Ce dernier, né en 1643, est l’un des sculpteurs vénitiens les plus célèbres du XVIIe siècle. Il a voulu par son travail, répondre aux injonctions du maniérisme idéalisé de la Renaissance tardive. C’est pour cela que ses sculptures sont d’un réalisme où l’expression de ses personnages est portée à son apogée.
La femme, élégante, est coiffée d’un bandeau qui retient ses cheveux en arrière, une fine mèche se détache cependant de sa coiffure pour venir tomber délicatement dans son cou, cela rajoute un effet de réalisme à l’ensemble. Comme cela, nous pouvons encore mieux admirer le travail concernant les plis du visage du modèle. Ses pommettes sont saillantes, l’oeil vif et son sourire volontairement quelque peu édenté forme un ensemble cohérent avec l’autre buste.
Elle évoque peut-être l’allégorie de la Prudence, caractérisée d’une part, par son grand âge et de l’autre, par son regard près à voir le moindre danger, qualité qu’elle a seulement pu acquérir grâce à son ancienneté. C’est donc un traitement de la vieillesse positive que nous donne ici l’artiste.
L’homme pourrait être un philosophe ou un savant, son large front nous permet d’avancer cela. En effet, à cette époque, les philosophes étaient toujours représentés ainsi, symbole de leur sagesse. Ses cheveux à l’arrière ne sont pas terminés, comme si l’artiste savait que son oeuvre serait disposée contre un mur pour orner un salon et que donc cette partie ne serait pas visible.
Malgré tout, le traitement des cheveux et de la barbe est assez remarquable. La technique employée pour arriver à ce résultat est l’utilisation du trépan, sorte de foret actionné à la main au moyen d’un archet. Cet outil est employé depuis l’Antiquité afin d’atteindre des renfoncements, dégager des parties difficiles d’accès et dégrossir des gorges de faible diamètre en formant des cavités cylindriques. Lent mais précis, le trépan est destiné aux endroits très fragiles et à des matériaux durs comme le bois, la pierre et le marbre. La technique du trépan permet d’apporter mouvement et profondeur à l’ensemble.

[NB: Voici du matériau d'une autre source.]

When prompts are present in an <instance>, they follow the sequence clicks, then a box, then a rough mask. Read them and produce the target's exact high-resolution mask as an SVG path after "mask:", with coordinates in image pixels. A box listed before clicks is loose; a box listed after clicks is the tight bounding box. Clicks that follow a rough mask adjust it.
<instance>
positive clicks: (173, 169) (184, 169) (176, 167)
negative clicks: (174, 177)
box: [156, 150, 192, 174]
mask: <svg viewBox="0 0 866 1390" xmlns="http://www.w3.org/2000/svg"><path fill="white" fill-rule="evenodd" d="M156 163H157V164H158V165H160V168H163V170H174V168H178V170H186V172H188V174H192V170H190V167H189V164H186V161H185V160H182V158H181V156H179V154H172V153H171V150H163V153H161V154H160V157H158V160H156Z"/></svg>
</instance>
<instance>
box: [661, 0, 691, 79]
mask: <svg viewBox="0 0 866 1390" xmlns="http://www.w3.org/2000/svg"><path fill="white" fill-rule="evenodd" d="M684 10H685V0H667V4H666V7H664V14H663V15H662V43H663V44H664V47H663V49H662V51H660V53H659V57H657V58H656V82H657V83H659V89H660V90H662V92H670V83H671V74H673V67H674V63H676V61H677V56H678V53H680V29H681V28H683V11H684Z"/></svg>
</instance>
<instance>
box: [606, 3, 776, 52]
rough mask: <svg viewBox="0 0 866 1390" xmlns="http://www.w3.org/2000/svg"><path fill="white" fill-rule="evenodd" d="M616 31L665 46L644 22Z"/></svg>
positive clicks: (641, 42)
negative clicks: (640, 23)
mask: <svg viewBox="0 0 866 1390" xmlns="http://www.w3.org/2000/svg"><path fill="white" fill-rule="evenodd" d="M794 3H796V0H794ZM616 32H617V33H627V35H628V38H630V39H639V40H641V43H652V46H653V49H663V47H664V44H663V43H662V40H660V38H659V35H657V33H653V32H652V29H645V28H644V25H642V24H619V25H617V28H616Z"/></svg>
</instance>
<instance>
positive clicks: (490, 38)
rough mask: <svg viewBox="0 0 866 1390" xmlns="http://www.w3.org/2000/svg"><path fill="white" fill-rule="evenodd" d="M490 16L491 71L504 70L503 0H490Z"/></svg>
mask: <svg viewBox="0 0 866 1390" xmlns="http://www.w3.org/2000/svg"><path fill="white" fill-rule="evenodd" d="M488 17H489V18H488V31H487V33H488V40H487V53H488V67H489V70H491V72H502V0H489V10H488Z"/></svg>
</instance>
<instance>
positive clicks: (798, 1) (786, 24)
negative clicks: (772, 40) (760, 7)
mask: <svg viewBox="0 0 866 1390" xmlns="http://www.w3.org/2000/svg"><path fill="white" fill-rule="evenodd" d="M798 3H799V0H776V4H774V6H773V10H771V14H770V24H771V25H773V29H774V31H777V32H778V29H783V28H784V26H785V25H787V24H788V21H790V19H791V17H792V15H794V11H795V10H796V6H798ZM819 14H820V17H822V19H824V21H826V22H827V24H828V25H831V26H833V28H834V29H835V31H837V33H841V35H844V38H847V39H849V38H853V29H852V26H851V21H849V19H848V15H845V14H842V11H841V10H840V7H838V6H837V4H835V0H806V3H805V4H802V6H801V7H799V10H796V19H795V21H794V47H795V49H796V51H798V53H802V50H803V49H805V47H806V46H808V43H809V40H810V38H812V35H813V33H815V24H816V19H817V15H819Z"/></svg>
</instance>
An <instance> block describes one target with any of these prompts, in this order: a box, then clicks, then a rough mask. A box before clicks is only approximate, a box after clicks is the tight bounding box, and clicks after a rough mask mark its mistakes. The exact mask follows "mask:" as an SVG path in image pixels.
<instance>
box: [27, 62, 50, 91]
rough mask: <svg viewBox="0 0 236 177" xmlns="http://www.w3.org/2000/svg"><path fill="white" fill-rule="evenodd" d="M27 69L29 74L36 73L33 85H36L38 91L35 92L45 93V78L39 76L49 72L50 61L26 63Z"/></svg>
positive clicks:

L’homme, rieur, peut se rapprocher de Démocrite, en effet ce philosophe grec avait pour caractéristique d’être toujours en train de s’amuser de la bêtise humaine, ce qu’il arrivait à faire en prenant du recul grâce à son grand âge.
Nous pouvons aussi nous demander, si l’artiste a voulu à travers ces oeuvres, montrer une forme d’allégorie du temps qui passe grâce à la vieillesse de ces deux personnages. En effet, représenter la vieillesse en sculpture n’est pas un topos classique, mais cela permet de casser avec les codes de l’époque pour donner à voir du réalisme au profit du Beau. L’artiste a volontairement accentué les traits des visages pour faire des personnages presque repoussants. Malgré la première impression d’incompréhension face à cela, le spectateur est rapidement pris de tendresse pour ce couple souriant. Nous pouvons sentir dans l’expression de leurs visages une certaine dramatisation, typique de la sculpture baroque.
Franz Kafta, un écrivain Austro-Hongrois disait très justement cela « Le bonheur supprime la vieillesse ».